In a spring-mass system, the total mechanical energy is the sum of the kinetic energy and potential energy. At any point in the oscillation, when the kinetic energy and potential energy are equal, the total mechanical energy is constant. In this scenario, we can set up an equation to find the distance from the equilibrium position where this occurs.

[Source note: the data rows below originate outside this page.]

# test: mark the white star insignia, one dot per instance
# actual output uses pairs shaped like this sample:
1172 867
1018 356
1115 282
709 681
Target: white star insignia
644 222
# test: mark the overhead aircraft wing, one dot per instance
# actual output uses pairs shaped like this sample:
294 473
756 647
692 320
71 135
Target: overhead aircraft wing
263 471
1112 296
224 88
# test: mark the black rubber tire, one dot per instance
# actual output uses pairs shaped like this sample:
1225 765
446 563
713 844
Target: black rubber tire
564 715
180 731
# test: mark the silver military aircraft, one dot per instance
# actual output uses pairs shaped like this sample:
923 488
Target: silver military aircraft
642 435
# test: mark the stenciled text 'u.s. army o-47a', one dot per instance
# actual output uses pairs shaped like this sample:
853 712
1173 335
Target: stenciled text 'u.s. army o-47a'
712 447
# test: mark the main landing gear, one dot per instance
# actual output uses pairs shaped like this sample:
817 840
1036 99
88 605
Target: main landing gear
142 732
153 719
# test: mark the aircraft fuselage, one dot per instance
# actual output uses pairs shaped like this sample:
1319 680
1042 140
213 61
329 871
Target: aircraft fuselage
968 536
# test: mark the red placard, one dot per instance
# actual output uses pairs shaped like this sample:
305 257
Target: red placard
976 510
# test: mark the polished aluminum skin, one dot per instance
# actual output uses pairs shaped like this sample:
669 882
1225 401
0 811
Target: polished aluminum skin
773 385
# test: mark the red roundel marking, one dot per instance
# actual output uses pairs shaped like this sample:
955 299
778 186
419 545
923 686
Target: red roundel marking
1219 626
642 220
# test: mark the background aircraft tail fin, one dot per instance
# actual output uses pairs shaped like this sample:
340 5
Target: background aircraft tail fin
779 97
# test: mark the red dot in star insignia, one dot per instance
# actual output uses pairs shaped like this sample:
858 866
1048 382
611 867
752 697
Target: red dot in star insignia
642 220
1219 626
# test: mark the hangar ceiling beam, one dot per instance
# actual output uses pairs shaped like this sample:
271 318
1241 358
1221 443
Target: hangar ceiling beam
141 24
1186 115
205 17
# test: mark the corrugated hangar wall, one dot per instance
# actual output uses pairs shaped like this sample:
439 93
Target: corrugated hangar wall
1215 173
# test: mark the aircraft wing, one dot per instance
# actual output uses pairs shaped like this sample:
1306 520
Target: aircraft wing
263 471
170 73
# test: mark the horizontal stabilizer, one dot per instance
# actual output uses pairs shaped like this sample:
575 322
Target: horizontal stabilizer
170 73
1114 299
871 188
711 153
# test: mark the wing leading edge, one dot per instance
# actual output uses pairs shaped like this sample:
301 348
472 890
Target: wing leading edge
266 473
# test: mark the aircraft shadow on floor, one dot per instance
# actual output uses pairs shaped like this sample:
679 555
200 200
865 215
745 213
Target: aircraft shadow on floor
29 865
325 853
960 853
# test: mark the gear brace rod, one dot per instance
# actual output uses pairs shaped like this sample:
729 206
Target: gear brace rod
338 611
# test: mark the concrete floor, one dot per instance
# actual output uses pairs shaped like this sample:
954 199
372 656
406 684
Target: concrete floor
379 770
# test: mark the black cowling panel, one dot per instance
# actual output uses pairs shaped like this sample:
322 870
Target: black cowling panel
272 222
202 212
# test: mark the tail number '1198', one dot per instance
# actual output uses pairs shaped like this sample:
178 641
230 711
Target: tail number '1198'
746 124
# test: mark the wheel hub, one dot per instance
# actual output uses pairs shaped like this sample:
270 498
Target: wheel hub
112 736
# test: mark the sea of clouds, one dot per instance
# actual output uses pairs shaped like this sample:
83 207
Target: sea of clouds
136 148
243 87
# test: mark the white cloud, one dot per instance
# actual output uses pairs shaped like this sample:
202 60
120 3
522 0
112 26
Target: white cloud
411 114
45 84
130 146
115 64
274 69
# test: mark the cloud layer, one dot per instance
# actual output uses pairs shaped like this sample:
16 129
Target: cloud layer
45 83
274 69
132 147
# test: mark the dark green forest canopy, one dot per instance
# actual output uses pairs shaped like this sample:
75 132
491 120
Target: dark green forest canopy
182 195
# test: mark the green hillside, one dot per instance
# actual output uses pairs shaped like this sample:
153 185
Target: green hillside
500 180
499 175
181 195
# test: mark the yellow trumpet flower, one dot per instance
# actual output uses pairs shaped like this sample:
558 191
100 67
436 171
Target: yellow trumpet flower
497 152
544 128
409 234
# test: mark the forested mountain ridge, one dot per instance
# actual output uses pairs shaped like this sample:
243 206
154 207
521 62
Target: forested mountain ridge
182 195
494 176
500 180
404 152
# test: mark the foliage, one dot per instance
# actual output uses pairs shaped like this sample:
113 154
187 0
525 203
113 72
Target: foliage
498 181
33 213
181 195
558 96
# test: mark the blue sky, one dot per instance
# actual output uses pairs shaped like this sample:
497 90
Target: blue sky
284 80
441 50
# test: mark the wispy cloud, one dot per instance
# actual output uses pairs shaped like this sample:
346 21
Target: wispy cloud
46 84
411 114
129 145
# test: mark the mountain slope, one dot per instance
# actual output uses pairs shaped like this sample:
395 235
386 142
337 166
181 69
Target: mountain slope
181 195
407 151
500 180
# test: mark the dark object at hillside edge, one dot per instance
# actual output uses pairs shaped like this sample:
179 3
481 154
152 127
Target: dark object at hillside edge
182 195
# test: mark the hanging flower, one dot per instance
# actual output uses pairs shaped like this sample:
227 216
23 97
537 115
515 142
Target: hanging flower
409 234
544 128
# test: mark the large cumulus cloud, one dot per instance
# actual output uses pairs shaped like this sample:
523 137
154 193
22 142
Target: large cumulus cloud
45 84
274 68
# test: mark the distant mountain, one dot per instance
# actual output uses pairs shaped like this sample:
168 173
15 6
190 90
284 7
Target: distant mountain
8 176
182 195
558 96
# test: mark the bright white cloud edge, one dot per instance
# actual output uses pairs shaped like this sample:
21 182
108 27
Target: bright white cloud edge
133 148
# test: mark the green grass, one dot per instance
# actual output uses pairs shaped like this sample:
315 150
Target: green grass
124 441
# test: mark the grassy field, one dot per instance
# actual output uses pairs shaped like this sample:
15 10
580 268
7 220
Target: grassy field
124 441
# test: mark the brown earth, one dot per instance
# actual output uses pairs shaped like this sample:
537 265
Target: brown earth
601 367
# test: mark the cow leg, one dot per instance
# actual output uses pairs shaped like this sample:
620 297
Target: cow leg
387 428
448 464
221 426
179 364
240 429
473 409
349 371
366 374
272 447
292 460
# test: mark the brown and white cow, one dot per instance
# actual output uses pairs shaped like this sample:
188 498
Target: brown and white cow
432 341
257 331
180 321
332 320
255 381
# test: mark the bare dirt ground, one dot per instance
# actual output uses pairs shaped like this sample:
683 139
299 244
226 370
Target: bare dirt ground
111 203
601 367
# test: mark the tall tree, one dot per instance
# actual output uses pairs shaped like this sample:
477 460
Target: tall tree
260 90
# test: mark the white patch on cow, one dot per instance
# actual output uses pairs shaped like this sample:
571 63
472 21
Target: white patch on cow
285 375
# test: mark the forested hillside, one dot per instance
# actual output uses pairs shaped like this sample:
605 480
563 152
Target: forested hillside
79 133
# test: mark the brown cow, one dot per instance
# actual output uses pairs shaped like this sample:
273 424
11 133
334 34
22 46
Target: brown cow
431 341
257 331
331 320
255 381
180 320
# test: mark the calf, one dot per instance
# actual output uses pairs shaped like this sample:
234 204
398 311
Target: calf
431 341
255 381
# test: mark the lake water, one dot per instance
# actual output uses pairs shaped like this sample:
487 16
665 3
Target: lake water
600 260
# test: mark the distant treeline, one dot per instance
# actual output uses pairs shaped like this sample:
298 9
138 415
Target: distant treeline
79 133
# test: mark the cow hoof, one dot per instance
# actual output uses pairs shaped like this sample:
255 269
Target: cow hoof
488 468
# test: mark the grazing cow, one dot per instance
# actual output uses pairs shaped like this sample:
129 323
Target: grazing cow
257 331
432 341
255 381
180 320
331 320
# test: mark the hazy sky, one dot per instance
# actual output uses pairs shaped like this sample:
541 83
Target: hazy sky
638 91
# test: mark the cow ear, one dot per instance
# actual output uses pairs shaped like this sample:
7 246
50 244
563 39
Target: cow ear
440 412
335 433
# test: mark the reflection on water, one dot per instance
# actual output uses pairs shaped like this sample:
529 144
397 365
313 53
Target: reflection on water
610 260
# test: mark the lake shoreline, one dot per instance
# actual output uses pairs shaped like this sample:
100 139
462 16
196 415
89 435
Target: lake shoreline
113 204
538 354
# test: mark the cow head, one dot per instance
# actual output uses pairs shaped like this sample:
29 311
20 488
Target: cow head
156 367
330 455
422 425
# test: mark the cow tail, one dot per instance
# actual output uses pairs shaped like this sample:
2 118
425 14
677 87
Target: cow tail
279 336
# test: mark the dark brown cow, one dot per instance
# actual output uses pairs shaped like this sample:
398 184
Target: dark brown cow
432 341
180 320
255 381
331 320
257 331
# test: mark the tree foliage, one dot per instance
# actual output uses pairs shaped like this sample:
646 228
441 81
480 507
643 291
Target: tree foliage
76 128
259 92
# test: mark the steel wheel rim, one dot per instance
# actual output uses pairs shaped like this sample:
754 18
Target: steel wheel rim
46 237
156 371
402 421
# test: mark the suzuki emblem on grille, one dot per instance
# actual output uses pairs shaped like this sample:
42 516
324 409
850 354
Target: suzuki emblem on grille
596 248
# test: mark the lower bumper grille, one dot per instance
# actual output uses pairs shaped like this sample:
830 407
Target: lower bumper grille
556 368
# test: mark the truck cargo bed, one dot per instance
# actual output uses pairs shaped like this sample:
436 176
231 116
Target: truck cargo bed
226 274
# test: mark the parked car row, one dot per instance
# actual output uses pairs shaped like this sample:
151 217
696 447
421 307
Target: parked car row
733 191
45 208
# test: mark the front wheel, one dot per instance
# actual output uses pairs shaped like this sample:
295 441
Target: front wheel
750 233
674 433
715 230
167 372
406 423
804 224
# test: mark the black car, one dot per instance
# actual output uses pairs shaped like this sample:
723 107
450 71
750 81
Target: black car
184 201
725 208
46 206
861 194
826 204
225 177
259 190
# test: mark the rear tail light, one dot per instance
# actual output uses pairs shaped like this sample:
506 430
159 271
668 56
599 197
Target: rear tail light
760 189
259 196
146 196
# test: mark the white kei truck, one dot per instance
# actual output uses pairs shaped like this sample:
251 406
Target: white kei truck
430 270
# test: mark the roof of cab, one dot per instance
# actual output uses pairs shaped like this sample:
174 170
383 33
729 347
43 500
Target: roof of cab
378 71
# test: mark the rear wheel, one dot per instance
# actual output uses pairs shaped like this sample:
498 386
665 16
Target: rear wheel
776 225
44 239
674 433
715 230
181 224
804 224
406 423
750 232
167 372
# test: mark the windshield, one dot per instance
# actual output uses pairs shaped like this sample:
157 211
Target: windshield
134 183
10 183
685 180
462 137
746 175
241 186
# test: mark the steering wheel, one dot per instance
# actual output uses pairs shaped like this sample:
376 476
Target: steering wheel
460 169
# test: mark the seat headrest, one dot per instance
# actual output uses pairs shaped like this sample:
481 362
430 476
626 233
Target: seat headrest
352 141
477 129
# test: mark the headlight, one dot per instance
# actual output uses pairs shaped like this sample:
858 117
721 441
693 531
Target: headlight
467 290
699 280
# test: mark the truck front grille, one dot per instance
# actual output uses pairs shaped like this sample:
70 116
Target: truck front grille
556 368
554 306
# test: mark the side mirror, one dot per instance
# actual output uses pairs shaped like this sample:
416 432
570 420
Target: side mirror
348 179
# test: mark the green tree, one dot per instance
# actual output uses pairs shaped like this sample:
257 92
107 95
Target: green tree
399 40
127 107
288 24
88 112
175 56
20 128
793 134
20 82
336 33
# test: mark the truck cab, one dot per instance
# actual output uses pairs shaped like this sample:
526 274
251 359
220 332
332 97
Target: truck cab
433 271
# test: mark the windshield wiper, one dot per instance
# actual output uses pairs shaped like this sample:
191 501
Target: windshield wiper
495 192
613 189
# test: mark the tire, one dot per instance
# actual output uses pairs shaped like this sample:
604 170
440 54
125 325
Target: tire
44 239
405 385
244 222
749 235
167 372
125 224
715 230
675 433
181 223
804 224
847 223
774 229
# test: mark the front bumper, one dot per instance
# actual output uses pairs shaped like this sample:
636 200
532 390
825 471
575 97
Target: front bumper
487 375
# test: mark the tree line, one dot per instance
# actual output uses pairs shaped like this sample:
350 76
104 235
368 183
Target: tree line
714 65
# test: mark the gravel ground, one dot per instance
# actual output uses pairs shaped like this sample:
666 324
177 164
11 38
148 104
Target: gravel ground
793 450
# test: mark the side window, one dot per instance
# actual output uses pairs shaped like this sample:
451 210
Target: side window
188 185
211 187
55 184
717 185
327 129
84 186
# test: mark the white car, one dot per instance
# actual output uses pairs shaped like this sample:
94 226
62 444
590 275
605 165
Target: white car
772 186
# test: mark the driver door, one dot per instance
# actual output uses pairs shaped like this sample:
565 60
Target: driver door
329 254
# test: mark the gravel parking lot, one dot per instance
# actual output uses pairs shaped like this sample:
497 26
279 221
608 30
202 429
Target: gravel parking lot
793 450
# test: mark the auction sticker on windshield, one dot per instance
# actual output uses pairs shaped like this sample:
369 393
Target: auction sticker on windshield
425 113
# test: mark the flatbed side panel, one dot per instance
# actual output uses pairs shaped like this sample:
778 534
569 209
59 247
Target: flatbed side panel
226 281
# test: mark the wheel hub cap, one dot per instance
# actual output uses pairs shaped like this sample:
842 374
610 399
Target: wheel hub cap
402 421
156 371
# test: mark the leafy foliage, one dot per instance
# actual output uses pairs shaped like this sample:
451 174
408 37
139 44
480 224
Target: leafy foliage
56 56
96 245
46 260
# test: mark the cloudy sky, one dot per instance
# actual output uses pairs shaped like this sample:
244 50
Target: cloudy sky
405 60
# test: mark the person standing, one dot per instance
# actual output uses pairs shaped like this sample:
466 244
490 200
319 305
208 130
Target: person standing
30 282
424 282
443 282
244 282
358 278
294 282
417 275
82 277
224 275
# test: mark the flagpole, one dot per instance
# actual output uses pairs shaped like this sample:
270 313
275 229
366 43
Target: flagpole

Let's denote the equilibrium position as x = 0. The amplitude of the oscillation is given as 6√2. The total mechanical energy (E) can be calculated using the formula:
E = (1/2)kA^2
Where k is the spring constant and A is the amplitude of oscillation. Since the amplitude is given as 6√2, we have:
E = (1/2)k(6√2)^2 E = 72k
Now, let's consider a general point in the oscillation where the distance from the equilibrium position is x. At this point, the potential energy (PE) is given by:
PE = (1/2)kx^2
And the kinetic energy (KE) is given by:
KE = (1/2)mv^2
In this system, the maximum potential energy occurs at the amplitude (A), and the maximum kinetic energy occurs at the equilibrium position (x = 0). At the point where both kinetic energy and potential energy are equal, we have:
(1/2)kx^2 = (1/2)mv^2
Since the mass (m) and spring constant (k) are constants, we can equate the potential energy and kinetic energy expressions:
kx^2 = mv^2
Now, let's substitute v with its expression in terms of x using the conservation of mechanical energy:
(1/2)kA^2 = (1/2)mv^2
We already calculated the total mechanical energy (E) as 72k:
72k = (1/2)mv^2
Now, let's substitute v with its expression in terms of x:
72k = (1/2)m(dx/dt)^2
Since dx/dt represents the velocity (v), we can further simplify:
72k = (1/2)m(d/dt)^2(x^2)
72k = (1/2)m(2x(dx/dt))
72k = mx(dx/dt)
Now, let's rearrange the equation to solve for dx/dt:
dx/dt = (72k)/(mx) dx/dt = (72k)/(m√(2k/m)x) dx/dt = (72√(k/m))/(√(2k/m)x) dx/dt = (36√2)/x
Now, we have the expression for dx/dt in terms of x. To find the distance from the equilibrium position where kinetic energy and potential energy are equal, we need to solve this differential equation. We can integrate both sides of the equation:
∫(1/x) dx = ∫(36√2) dt
ln|x| = (36√2)t + C
x = e^((36√2)t + C)
Since we are looking for a specific point where kinetic energy and potential energy are equal, we can assume t = 0. This means C = ln(A), where A is the amplitude. Substituting these values, we have:
x = e^((36√2)t + ln(A)) x = Ae^(36√2)t
At this point, we have the equation for the position (x) as a function of time (t). This equation describes the displacement of the mass from the equilibrium position at any given time. To find the distance where kinetic energy and potential energy are equal, we would need to solve for t when the kinetic and potential energies are equal and substitute it back into the equation for x.
However, note that this result is a general expression for the position in the oscillation, and finding the specific distance would require additional information such as the specific time or additional conditions.